The initial ground truth set consists of the high confidence heterozygous NA12878 variants (v2.19, ftp://ftp-trace.ncbi.nlm.nih.gov/giab/ftp/release/NA12878_HG001/NISTv2.19/) in the target region with NA24385’s variants (ftp://ftp-trace.ncbi.nlm.nih.gov/giab/ftp/data/AshkenazimTrio/analysis/NIST_CallsIn2Technologies_05182015/) being masked out. In addition, we identified one NA12878 SNP and ten NA24385 SNPs in the N0015 target region, as well as one NA24385 SNP in the N0030 target region, that were not present in the released variant sets. All twelve putative variants were visually verified in IGV and some were again verified in an independent read set with 80% NA12878 admixture as well as in other publicly available data for NA12878 and NA24385. The ground truth set was modified assuming these putative variants are real.

Variant calling performance was benchmarked against the modified ground truth set. Comparing variants identified from different variant callers is not a trivial task, because complex variants can often be represented in different forms.
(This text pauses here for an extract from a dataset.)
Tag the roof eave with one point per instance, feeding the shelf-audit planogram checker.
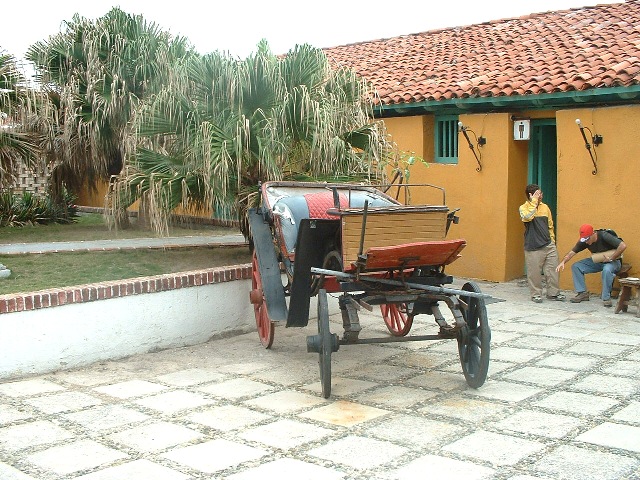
(594, 96)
For this task we used the vcfeval function in RTG Tools [21], which performs complicated VCF comparison and determines whether different representations indicate the same complex variant.

### Estimation of locus specific detection limit based on molecular barcode counts

The detection limit at a specific locus can be estimated based on the barcode depth at the locus, the average barcode depth of the sequencing run, and the desired false positive rate. Let the locus specific barcode depth be *d* and the average barcode depth be *D*. Assume the desired false positive rate is 20 per megabase. To call a variant at the locus, the prediction index given by equation (3) needs to exceed the cutoff value approximated by 14+0.012*d* (Table 3). Let *I* be the average prediction index of a barcode with good read evidence. In N0030, *I* is typically around 3.5, which was the value used in Fig. 4. The minimum number of barcodes with the alternative allele (alternative barcode) is estimated by the ceiling of (14+0.012*d*)/*I*.
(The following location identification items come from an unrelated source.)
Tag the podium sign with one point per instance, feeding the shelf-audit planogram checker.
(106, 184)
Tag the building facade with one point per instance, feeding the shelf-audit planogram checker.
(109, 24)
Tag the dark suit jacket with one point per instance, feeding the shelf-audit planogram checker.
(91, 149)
We seek the minimum allele fraction *f* such that the minimum number of alternative barcode is reached with at least 95% probability, assuming the actual number of alternative barcodes follows a binomial distribution Bin(*D*,*f*). The probability of observing sufficient alternative barcodes can then be calculated by *P*
_{
D,f
}(*X*≥(14+0.012*d*)/*I*), where *P*
_{
D,f
} is the probability distribution function of the binomial distribution Bin(*D*,*f*). Finally, we find the detection limit *f*
^{∗} that ensures this probability is at least 95%:

$$f^{*} = \min_{f\in[0,1]} P_{D,f} \left(X \ge \frac{14+0.012d}{I}\right) \ge 0.95. $$

In this estimation, a different equation for the cutoff value or a different barcode level prediction index *I* may be used, depending on the desired false positive rate and the average number of rpb.